Today's Children Deserve Your Home-Made Paradise

Genesis teaches us deep truths about how homes should be today. Sin wrecked the joys of marriage for Adam and Eve. They could have saved themselves much trouble had Eve looked the other way when the snake spoke; had Adam remained firm against Eve's seduction. Before the sin they were greatly in love, were on wonderful terms with God, enjoyed the poetry of life; God even came to them for walks in the cool of the evening breeze (see Gen 3:8). Sin turned their lives upside-down and inside-out. Sin made them see evil where only good had existed before. Their eyes were opened, relates Genesis with a touch of sarcasm, and they saw that they were naked; they were ashamed and afraid, so they covered themselves with fig leaves. It means, I think, they no longer trusted each other. And when they heard God draw near, they scurried to hide in the woods. Had God not called them, who knows whether they might have divorced; whether they would missed being our first ancestors. But God did call them; and when they had made their confession, they were back together once more.

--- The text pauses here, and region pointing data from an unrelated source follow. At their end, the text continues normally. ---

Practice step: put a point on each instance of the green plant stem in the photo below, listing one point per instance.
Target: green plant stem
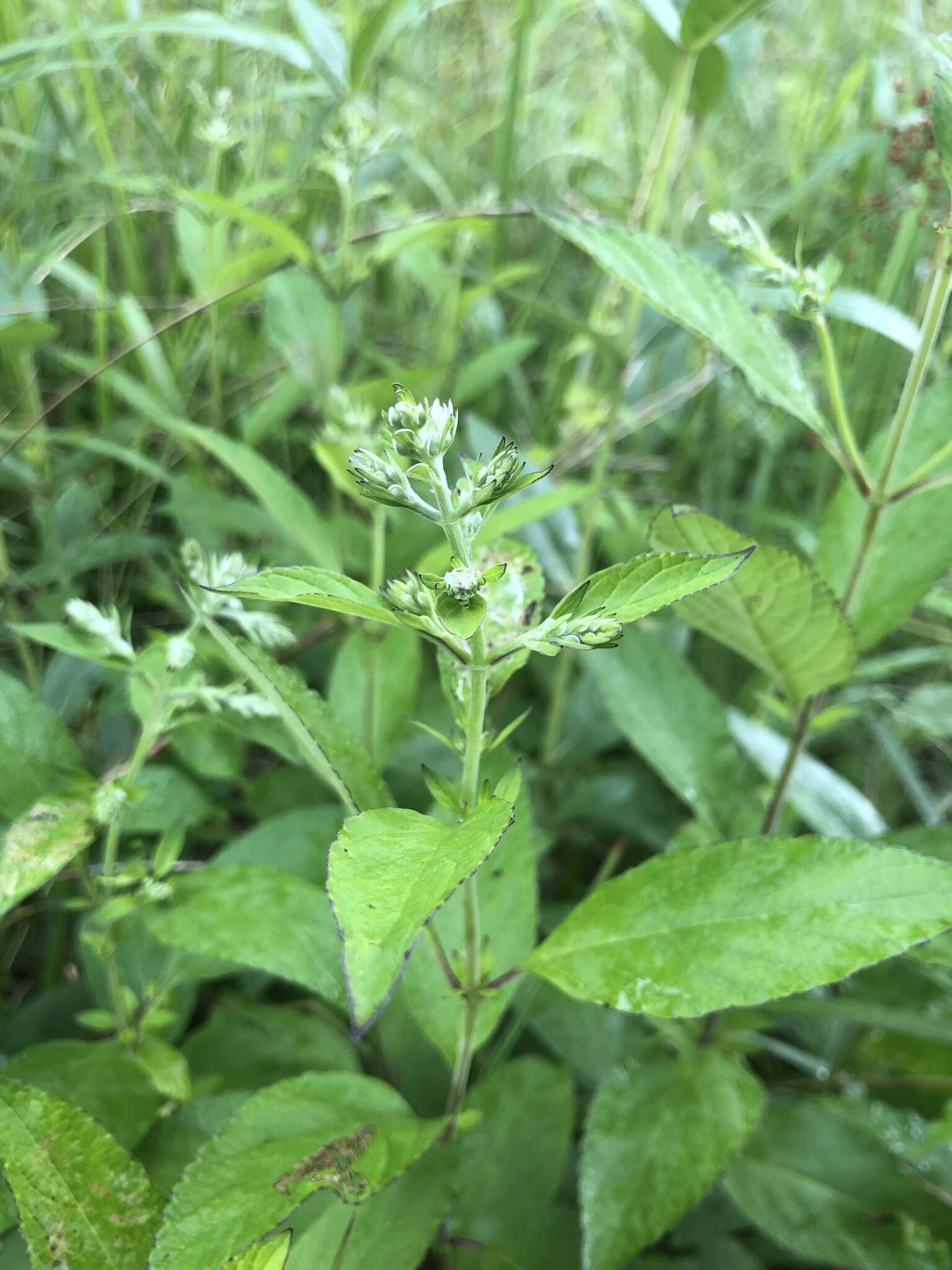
(650, 203)
(834, 386)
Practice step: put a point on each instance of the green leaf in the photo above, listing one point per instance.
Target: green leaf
(907, 557)
(319, 734)
(41, 843)
(658, 1137)
(271, 1254)
(776, 613)
(459, 619)
(319, 588)
(744, 922)
(227, 1197)
(288, 507)
(678, 726)
(37, 753)
(828, 803)
(696, 296)
(942, 100)
(706, 20)
(818, 1186)
(389, 870)
(98, 1077)
(399, 1223)
(254, 916)
(82, 1199)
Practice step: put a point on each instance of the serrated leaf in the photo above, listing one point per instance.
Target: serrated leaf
(40, 843)
(227, 1197)
(83, 1201)
(646, 584)
(389, 870)
(658, 1137)
(743, 922)
(319, 734)
(37, 753)
(318, 588)
(776, 613)
(706, 20)
(252, 915)
(268, 1255)
(459, 619)
(697, 298)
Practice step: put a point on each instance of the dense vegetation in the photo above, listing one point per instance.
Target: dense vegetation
(475, 699)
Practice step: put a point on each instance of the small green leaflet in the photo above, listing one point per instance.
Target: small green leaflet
(389, 870)
(243, 1183)
(696, 296)
(83, 1201)
(776, 613)
(254, 916)
(659, 1134)
(743, 922)
(322, 738)
(706, 20)
(942, 100)
(41, 843)
(648, 582)
(319, 588)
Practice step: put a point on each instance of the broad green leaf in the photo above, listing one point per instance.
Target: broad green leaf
(678, 727)
(37, 755)
(776, 613)
(658, 1135)
(82, 1199)
(318, 733)
(828, 803)
(247, 1046)
(907, 557)
(696, 296)
(819, 1188)
(706, 20)
(255, 1171)
(254, 916)
(271, 1254)
(319, 588)
(288, 507)
(646, 584)
(507, 890)
(40, 843)
(512, 1162)
(394, 1230)
(98, 1077)
(942, 100)
(389, 870)
(743, 922)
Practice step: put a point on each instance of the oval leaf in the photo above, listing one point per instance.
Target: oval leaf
(387, 873)
(83, 1201)
(776, 613)
(743, 922)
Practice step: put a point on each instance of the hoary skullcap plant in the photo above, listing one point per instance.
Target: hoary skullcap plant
(352, 920)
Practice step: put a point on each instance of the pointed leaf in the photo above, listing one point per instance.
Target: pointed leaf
(646, 584)
(82, 1199)
(322, 738)
(319, 588)
(776, 611)
(743, 922)
(697, 298)
(254, 1173)
(254, 916)
(706, 20)
(658, 1137)
(389, 870)
(41, 843)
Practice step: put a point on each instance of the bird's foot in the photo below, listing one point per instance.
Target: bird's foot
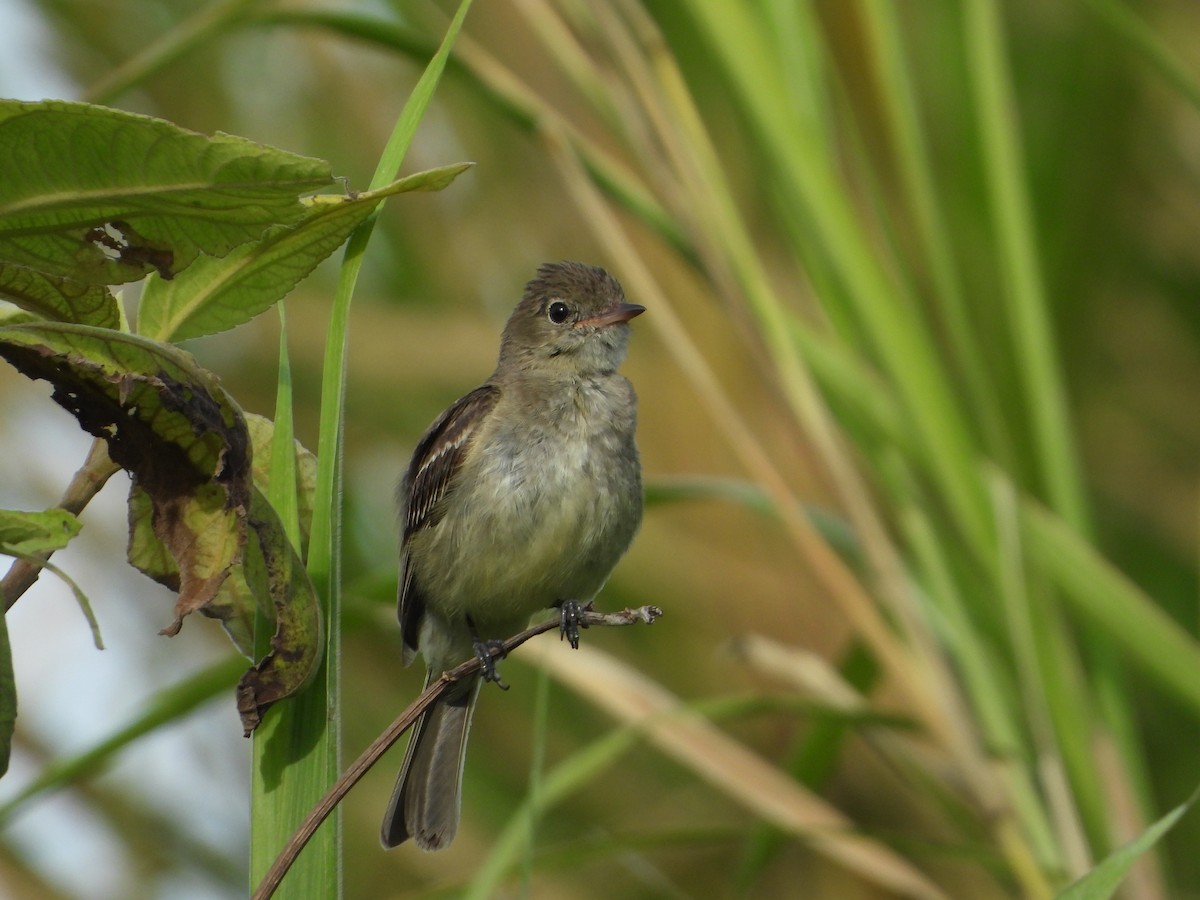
(571, 621)
(489, 653)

This means for couples today as then: first of all, don't sin; but if you do sin, confess; then start again. Did you notice Adam's initial sulk: "The woman you put here with me gave me the fruit" (Gen 3:12). In a way he is blaming God and Eve for his sin. He was being nasty. Eve, not in a mood to face Adam, blamed the snake. But God stood there anyway until He heard both of them confess: "I ate it." Both made a valid confession. God, a good Confessor, was satisfied.

A confession cleanses. Adam cherished Eve once more, and she returned to him to resume marital ties: "Adam named his wife Eve, because she was the mother of all the living" (Gen 3:20). Eve, despite trouble in pregnancy and pain in giving birth, had intercourse with Adam, then thanked God: "By the Lord"s help I have gotten a son" (Gen 4:1). This teaches that love for God and for the partner embraces children as well.

Genesis tells us more: when tragedy struck, Adam and Eve held on tight. Their son Abel was found dead; worse, their son Cain had murdered him. Cain left them for good. But for them, life must go on despite the tragedies. And so we read: "Adam and his wife had another son. She said, 'God has given me a son to replace Abel, whom Cain killed.' So she named him Seth. Seth had a son whom he named Enosh" (Gen 4:25). Finally, after a lurching and jolting start, the human race was safely on its way.

We can imagine that Adam and Eve chased every snake away form their little son Seth. Similarly, watchful parents today keep a sharp eye on snakes trying to sneak into the home via TV and other media; and on companions or even teachers who might seduce their children. God gives children directly to parents - not first to the school, not first to the State, and surely not first to Planned Parenthood. It is directly to parents that God gives the first duty to educate their young children.

The Church stands by to help. The good news is that Christ gives us back more grace than we ever lost through original sin. And in such a redeemed world, parenting is a great vocation:

Sin came into the world through one man, and his sin brought death with it. As a result, death has spread to the whole human race... Adam was a future of the one who was to come. But the two are not the same, because God's free gift is not like Adam's sin. It is true that many people died because of the sin of that one man. But God's grace is much greater, and so is his free gift to so many people through the grace of that one man, Jesus Christ.

Note: Bible quotations are from THE NEW CATHOLIC STUDY BIBLE, Thomas Nelson Publishers.